A Difficult Environment
It is a mere, perhaps fortunate, coincidence that “Pussy Riot” sounds like the name of a protest group fighting explicitly against Trump, referencing the leaked tape from 2005 containing his lewd remarks toward women. Indeed, 2016 was a banner year for otherwise neutral artists taking a clear political stance. Musicians from Rihanna and Jay-Z to Miley Cyrus and Garth Brooks criticized the president’s racist, sexist rhetoric and refused to perform at his inauguration. The Prophets of Rage, an anti-Republican rap-rock protest supergroup formed by Rage Against The Machine, Public Enemy and Cypress Hill, is currently in the middle of an international tour spanning the United States, Europe and Latin America.
In light of the new administration, however, looking to the American journalism landscape for inspiration and support may not be any easier for Alyokhina and Tolokonnikova. Trump’s post-election meeting with top news anchors last November (which nearly coincided with Alyokhina’s IvyQ appearance) may have signaled his plans to secure a tighter hold on the American media’s reins, à la Putin.
“The publications today that talk about fake news coming from Russia should realize that the fake news is also right here, that the call is coming from inside the house, so to speak,“ says Hunter Heaney, executive director of the art advocacy nonprofit The Voice Project, in an interview with the HPR. “Some of President Lincoln’s yellow journalism tactics were outrageous. And look at how [William Randolph] Hearst used his New York Journal to foment the Spanish American War. Our 2016 election is not as much of an outlier as many would have us believe.”

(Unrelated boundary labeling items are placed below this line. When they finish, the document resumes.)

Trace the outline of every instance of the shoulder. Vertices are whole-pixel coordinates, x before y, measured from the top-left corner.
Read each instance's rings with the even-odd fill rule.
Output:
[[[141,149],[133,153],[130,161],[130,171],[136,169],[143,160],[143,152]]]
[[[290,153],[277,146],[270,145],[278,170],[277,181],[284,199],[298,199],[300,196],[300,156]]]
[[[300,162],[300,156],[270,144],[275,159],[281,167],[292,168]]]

Unfortunately, the flashiness of public speaking engagements and loud music videos has only highlighted Alyokhina and Tolokonnikova’s surface image, instead of encouraging deeper, more targeted structural change. Their public perception, and in turn their rhetoric, tends to rely too heavily on the original Pussy Riot’s early days in Russia, rather than on the moniker’s current status as an intangible guiding mindset. The world must come to understand that these two women are not Pussy Riot any longer, but rather standalone activists who are eager to use their oppositionist expertise to contribute to American and international causes. As they are swept further into the American celebrity machine, however, stardom may hurt, rather than help, their quest.